When it comes to asbestos, the advice of the U.S. Environmental Protection Agency can be summed up in three words: Do Not Disturb. The highly toxic building material poses no threat to those who must co-exist with it — including many homeowners whose homes were built before the substance was phased out of use in the 1980s — so long as it is not damaged or disturbed in any way. But anything that causes asbestos fibers to break off and scatter into the air, even in minute quantities, creates a serious health threat for anyone near it.
An estimated 400 tons of asbestos was used in the construction of the World Trade Center.

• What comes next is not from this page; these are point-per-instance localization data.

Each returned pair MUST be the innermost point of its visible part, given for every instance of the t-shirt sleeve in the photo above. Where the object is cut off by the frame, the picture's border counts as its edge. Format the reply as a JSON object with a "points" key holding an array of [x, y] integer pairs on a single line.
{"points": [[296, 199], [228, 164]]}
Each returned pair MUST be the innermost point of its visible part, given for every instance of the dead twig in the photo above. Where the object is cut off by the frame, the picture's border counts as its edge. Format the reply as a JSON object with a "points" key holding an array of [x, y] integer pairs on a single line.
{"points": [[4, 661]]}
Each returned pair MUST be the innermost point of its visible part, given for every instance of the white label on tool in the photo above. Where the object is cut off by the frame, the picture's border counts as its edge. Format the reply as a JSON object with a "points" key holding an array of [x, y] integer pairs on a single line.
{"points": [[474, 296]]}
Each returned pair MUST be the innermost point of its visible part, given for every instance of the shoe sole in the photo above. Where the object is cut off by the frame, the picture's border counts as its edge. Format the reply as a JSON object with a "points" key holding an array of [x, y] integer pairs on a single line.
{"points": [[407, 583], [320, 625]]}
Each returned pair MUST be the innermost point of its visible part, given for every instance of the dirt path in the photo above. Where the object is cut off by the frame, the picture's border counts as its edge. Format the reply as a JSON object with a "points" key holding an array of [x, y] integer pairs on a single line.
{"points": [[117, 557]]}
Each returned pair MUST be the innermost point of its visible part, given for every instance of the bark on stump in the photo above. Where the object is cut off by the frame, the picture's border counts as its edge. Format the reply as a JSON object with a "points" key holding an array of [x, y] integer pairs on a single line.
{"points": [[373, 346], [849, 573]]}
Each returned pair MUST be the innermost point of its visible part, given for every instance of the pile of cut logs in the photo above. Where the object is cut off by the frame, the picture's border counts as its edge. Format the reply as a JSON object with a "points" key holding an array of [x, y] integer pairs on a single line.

And when you consider that even a homeowner who wishes to do simple remodeling must take precautionary steps if asbestos is present, the impact of having the asbestos-filled Twin Towers crumble to the ground is staggering to imagine.
According to the EPA, the asbestos that rained down on New York City on 9/11 was not just damaged, but pulverized into dust, permeating the air that would be breathed by everyone in and around Ground Zero. One nearby building was found to contain asbestos levels 110,000 times the legal limit.
It is no wonder, then, that within five years of the terrorist attack, rescue and cleanup workers began to develop asbestos-related lung diseases such as mesothelioma at an alarming rate. (According to the Centers for Disease Control, these diseases may take 20 to 50 years to develop after exposure.) Yet, it was not until 2012, when other types of cancer were added to the official list of 9/11-related diseases, that mesothelioma victims became eligible for assistance under the 9/11 Victim Compensation Fund.